Kamala Khan, our new Ms. Marvel, is a 16 yr old muslim, Pakistani American girl who lives in Jersey City. She goes to high school, she is a comics nerd, she writes X-men fan-fiction. She begins caught between two worlds and it only gets worse when her powers are awakened. She is funny, smart, geeky and awkward. She writes superhero fan fic and she’s a gamer. She loves her family, but they do not understand her, superhero powers or not. As with most teen girls, she feels isolated and uncertain of who she wants to be. As with many children of immigrants, the pieces of her identity don’t fit together smoothly.
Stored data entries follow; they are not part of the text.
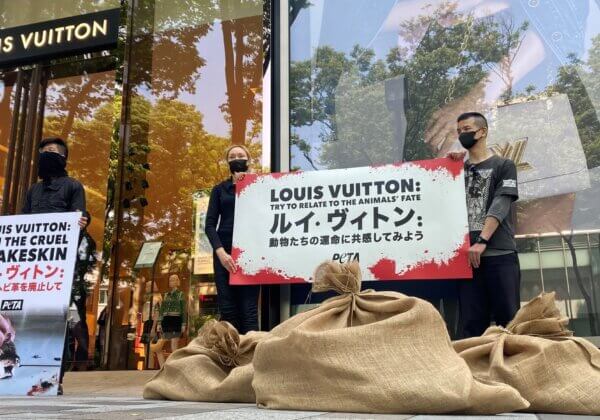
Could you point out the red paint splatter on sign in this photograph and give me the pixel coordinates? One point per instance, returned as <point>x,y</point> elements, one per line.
<point>264,276</point>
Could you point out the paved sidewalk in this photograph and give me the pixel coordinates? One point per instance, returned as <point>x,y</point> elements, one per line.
<point>117,395</point>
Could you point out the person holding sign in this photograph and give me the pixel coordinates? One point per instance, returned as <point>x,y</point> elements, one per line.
<point>55,193</point>
<point>237,304</point>
<point>491,186</point>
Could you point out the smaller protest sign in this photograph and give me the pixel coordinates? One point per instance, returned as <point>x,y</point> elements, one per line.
<point>37,261</point>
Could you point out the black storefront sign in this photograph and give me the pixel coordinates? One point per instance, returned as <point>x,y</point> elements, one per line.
<point>61,37</point>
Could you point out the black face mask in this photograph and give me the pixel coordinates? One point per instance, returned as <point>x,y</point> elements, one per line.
<point>51,165</point>
<point>238,165</point>
<point>467,139</point>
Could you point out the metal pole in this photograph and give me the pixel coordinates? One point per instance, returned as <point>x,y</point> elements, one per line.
<point>8,173</point>
<point>30,126</point>
<point>282,36</point>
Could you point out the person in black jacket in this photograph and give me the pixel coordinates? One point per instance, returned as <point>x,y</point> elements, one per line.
<point>237,304</point>
<point>56,192</point>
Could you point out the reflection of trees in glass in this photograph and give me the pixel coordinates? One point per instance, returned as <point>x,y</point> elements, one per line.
<point>580,82</point>
<point>172,151</point>
<point>183,158</point>
<point>583,287</point>
<point>443,59</point>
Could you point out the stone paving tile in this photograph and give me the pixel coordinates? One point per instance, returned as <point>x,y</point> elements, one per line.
<point>565,417</point>
<point>507,416</point>
<point>117,408</point>
<point>248,413</point>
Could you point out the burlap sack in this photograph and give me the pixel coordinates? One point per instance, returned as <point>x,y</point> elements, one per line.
<point>216,366</point>
<point>372,352</point>
<point>538,355</point>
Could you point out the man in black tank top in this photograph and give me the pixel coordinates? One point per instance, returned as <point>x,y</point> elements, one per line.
<point>491,187</point>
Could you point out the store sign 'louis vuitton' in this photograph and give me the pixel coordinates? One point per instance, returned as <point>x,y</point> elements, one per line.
<point>514,151</point>
<point>67,36</point>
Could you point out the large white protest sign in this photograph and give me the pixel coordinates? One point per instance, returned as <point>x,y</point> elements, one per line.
<point>386,217</point>
<point>37,259</point>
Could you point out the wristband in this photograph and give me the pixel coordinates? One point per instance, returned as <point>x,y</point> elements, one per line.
<point>481,240</point>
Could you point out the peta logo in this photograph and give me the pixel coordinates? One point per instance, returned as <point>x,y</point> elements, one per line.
<point>12,305</point>
<point>346,257</point>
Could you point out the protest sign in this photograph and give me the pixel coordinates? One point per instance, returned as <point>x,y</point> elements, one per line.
<point>37,259</point>
<point>201,249</point>
<point>385,217</point>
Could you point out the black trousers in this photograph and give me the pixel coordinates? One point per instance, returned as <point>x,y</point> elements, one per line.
<point>238,305</point>
<point>494,293</point>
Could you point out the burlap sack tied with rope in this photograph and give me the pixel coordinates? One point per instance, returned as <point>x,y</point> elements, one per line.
<point>216,366</point>
<point>372,352</point>
<point>538,355</point>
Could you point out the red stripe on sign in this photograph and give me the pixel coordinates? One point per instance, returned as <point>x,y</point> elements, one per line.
<point>248,179</point>
<point>452,166</point>
<point>264,276</point>
<point>457,267</point>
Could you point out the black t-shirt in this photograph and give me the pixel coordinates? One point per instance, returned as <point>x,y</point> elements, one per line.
<point>219,215</point>
<point>485,180</point>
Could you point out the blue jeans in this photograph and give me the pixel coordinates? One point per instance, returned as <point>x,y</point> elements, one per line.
<point>494,293</point>
<point>238,305</point>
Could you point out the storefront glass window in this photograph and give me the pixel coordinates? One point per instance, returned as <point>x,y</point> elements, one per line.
<point>374,82</point>
<point>25,12</point>
<point>198,82</point>
<point>81,110</point>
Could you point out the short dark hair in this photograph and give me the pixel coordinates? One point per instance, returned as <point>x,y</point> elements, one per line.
<point>480,120</point>
<point>62,145</point>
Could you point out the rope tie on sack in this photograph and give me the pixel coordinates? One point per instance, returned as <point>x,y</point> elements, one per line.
<point>344,279</point>
<point>541,318</point>
<point>222,339</point>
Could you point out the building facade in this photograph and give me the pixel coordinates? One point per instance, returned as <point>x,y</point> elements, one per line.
<point>308,85</point>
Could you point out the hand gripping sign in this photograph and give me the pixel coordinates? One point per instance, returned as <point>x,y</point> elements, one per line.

I don’t want to take away from the innate awesomeness of Kamala Khan by talking about boobs, but I do need to talk about boobs. I have boobs, I like them, they can be both useful and attractive. Comic books have a reputation for making boobs a central feature of their females characters. It isn’t limited to superhero comics – please see Mrs. Julien’s review of the Outlander graphic novel. Boobtastic and otherwise scanty costumes in superhero comics are so common there are a number of websites devoted to the issue. I also discussed it in my review of Guardians of the Galaxy: Legacy. Miss Marvel/Ms. Marvel/Capt. Marvel has gone through several costumes and recently acquired pants. Yay, pants!
What is that sash even for?
When Kamala’s powers awaken and she assumes the identity of Ms. Marvel, she initially decides to go old school, politically incorrect Ms. Marvel with no pants and thigh-high high-heeled boots. And blond. She must be white and blond in order to be Ms. Marvel. She quickly comes to understand the value of pants. In just a few pages, G. Willow Wilson lays out the problem with representation in comics. And then moves past it without sledgehammering the lesson home. She does make the point quite pointedly, but not ungracefully.
Ms. Marvel gets an enemy, a mentor, a team, and a sidekick. It’s not a dark origin story. Which was fine with me. There will be plenty of time for Kamala to experience angst, loss and betrayal. I enjoyed Kamala’s adventures more than I can express. Volume 3 comes out this summer.